Se situant à l’intersection de la régulation légitime et de l’arbitraire, la censure est parfois justifiée par la protection des mineur·es ou la lutte contre la désinformation et la haine en ligne. Dans ses exemples les plus flagrants, et identifiés historiquement (Martin, 2022), la censure a servi d’outil de répression politique et de manipulation de l’opinion. Dans d’autres cas, elle permet de mettre en place les protections nécessaires à un public vulnérable (cf. les restrictions d’accès à des contenus pornographiques pour les mineur·es). Il peut alors devenir difficile de distinguer la censure d’une modération nécessaire. Les cadres juridiques qui encadrent ces pratiques en France, en Europe et aux États-Unis sont constamment remis en question. La loi française contre les fake news de décembre 2018 ou le Digital Services Act européen d’octobre 2022 illustrent ces tensions, tout comme les débats récurrents autour de la modération des réseaux sociaux, de Twitter-X à Facebook (Badouard, 2022).

Les actions des plateformes numériques (GAFAM - Google, Apple, Facebook, Amazon, Microsoft - et d’autres telles que Tik-Tok ou Twitter-X) et les décisions des États jouent un rôle majeur dans la définition des conditions de production et d’accès à l’information. Les capacités du numérique à contrôler la diffusion de l’information, l’opacité des algorithmes, les politiques de modération controversées ou les outils de filtrage complet (cf. le ‘Grand Firewall’ en Chine) soulèvent des questions essentielles : qui décide de ce qui est visible ou invisible ? De quelles voies disposent alors les citoyen·nes, les journalistes et les chercheur·es pour remettre en question ou contourner ces mécanismes ?

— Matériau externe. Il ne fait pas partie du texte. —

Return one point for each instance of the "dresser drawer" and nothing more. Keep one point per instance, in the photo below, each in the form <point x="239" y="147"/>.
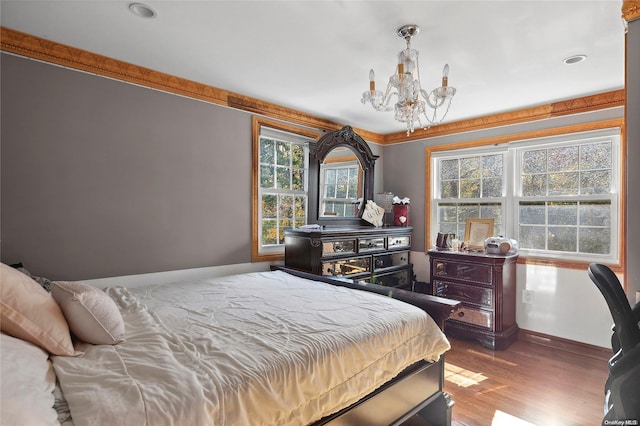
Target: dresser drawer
<point x="473" y="316"/>
<point x="399" y="241"/>
<point x="481" y="296"/>
<point x="338" y="247"/>
<point x="351" y="266"/>
<point x="390" y="260"/>
<point x="370" y="244"/>
<point x="472" y="272"/>
<point x="399" y="279"/>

La censure est souvent présentée comme l’antithèse de la liberté d’expression, un droit considéré comme garanti par les États démocratiques. Pourtant, dans un contexte de polarisation sociale et politique, de multiplication des discours de haine et de dérégulation des plateformes numériques, certain·es appellent à un encadrement plus strict. Ces impératifs contradictoires peuvent être difficiles à concilier. Les discussions récentes autour de la proposition de loi européenne ‘ChatControl’ (2022), qui imposerait aux fournisseurs de messageries chiffrées de scanner l’ensemble des messages échangés dans le but de lutter contre la pédo-criminalité, ont souligné les conséquences et les dérives possibles d’un projet de loi pouvant être appliqué au-delà de son cadre initial. Ces débats font ressortir à la fois les risques d’une société sans garde-fou ou, à l’inverse, d’une société hyper-contrôlée.

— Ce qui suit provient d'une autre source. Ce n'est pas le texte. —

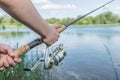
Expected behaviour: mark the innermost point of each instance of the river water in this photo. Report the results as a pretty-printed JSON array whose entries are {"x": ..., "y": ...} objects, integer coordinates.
[{"x": 87, "y": 56}]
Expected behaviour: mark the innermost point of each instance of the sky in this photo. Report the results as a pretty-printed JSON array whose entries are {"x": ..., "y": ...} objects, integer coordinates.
[{"x": 73, "y": 8}]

Les archives et les bibliothèques, lieux par essence de mémoire et de diffusion de la connaissance, ne sont pas épargnées par la censure. Aux États-Unis, la seconde administration Trump procède à la destruction de documents d’archives, digitaux ou physiques, au nom de la restauration de l’histoire, et met en place une censure académique (Bachert-Peretti, 2024) tandis que des groupes de parent·es appellent à bannir des ouvrages des bibliothèques publiques et scolaires. En France, la concentration croissante des maisons d’édition et des journaux dans les mains de quelques milliardaires entraîne déjà la mise en avant et la diffusion de contenus orientés politiquement au détriment d’un pluralisme de l’information.

Ces pratiques façonnent-elles notre rapport au passé, au présent et à la connaissance ? La censure des archives coloniales en France (Chamelot, 2022), les actions de manipulation électorales (cf. le scandale Facebook-Cambridge Analytica en 2018 ou de Tik-Tok en Roumanie en 2024) et les accusations de ‘cancel culture’ ou dewokisme’ (Schnitzler, 2025) en témoignent.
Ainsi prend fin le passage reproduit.